Graco Snuglider There have been recent studies that warn small infants in car seat carriers are not positioned for optimum breathing, due mostly to the incline of the seat, especially when it is out of its in-car base. Experts are now recommending that parents leave car seats in the car, as they were designed as car seats and should not be compromised, or compromise their tiny passengers, by being used any other way. So, snapping your baby in his car seat to a swing frame and then walking away? We don't think so. Plus, the SnugGlider leaves too much room for human error with having to attach an infant car seat to a swing frame correctly every time. Not even remotely worth the risk. There are plenty of great travel swings with the appropriate reclining backs and non-removable seats. Get one of those instead.



Warm Mist Humidifier

Humidifier We know, we know, your own moms swears by them. They just seem to work better or disperse medicine better. Wrong, wrong, wrong. First, warm mist humidifiers are a major burn hazard. Putting a device with boiling water in a child's room that a walking child anywhere in our house could potentially access is a no-go. Second, since electrical appliances with heating elements are also prone to become fire hazards when they fail, it's not surprising that tens of thousands of warm mist humidifiers have been recalled through the years. Third, warm mist humidifiers create a warm, muggy environment in the room and invite more bacteria growth in carpets, on drapes, and in bedding. Finally, when you usually need a humidifier for a sick kid, they usually have a fever. Blasting hot air at a feverish kid is not a great idea. Pediatricians don't recommend them. We don't recommend them. Do not use them. A cool mist humidifier puts just as much, but much safer humidity into a room, and is the only humidifier you should ever consider using in your nursery.



Latex Balloons

Balloons Even though the U.S. Consumer Product Safety Commission (CPSC) has warned parents of young children about the suffocation hazard presented by latex balloons, parents don't seem to be listening. The risk is that an uninflated balloon is easily swallowed, and when a latex balloon pops (usually because a small child was biting on it), tiny pieces of latex can shoot into a child's mouth and cause them to suffocate to death.

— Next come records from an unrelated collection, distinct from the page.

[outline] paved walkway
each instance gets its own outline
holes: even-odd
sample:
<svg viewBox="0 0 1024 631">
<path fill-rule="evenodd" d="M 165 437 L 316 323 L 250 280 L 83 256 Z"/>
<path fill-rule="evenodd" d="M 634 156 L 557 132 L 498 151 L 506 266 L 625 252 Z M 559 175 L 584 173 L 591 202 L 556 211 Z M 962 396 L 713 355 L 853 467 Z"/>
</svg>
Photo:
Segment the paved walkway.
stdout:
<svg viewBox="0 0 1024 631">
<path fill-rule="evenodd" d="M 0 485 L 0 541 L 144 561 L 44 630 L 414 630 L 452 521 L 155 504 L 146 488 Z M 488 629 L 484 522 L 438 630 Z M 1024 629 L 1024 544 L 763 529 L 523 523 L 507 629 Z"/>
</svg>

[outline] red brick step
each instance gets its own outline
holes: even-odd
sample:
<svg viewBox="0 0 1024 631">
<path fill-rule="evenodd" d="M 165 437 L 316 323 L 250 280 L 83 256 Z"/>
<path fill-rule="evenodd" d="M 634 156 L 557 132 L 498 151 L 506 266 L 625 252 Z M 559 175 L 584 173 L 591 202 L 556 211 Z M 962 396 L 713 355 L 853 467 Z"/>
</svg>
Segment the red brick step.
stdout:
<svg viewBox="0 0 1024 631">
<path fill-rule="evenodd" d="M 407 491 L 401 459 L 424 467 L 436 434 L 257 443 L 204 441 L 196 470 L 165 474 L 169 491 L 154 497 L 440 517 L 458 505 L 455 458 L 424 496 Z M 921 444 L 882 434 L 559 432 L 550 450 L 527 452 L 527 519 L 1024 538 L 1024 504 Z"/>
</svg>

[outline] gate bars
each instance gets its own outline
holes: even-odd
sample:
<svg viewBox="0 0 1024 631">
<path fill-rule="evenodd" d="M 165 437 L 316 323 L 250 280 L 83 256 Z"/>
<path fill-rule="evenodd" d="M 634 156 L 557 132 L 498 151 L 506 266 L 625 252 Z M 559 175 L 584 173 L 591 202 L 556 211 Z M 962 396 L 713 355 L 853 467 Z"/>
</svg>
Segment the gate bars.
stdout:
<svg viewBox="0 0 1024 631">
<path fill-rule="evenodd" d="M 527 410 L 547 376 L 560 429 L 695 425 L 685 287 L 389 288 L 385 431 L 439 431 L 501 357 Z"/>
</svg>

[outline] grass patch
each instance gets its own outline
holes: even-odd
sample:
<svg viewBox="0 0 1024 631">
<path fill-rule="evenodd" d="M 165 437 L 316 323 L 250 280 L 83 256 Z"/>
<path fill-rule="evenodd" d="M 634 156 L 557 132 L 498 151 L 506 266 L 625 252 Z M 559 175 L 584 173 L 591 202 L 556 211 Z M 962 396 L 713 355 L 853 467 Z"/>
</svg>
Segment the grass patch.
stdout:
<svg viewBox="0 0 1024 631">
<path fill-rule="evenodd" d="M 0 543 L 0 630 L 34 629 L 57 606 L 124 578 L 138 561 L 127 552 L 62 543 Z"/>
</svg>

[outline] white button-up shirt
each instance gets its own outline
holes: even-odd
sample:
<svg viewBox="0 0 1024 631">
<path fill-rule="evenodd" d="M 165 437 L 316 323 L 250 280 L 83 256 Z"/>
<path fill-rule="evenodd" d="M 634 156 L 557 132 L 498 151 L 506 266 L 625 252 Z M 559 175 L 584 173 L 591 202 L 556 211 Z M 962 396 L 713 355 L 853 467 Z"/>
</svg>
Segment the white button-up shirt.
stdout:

How dangerous is this problem? Balloons cause more childhood deaths than ANY OTHER TOY. Seriously. We know your kids love them. Ours go gonzo when they see balloons too. But if you must inflate to celebrate, choose a mylar balloon instead, since they don't pop into a million pieces (but still look out for anything near a child's mouth and watch out for choking hazards from the strings!).



Baby Powder

Baby Powder We're not sure why they're even selling this stuff anymore since there are so many wonderful creams and ointments available on the market for use instead. Baby powder used to be used to help shield a poor baby's bum from constant rub and moisture, but advancements in modern diapers have pretty much negated this as a daily need as well. The danger? The squoosh of the finely ground particles in any powder, especially talc, can be easily inhaled by a baby just inches away. The inhalation can cause pneumonia, life-threatening illnesses, and even death. Leave the baby powder in the last century, where it belongs.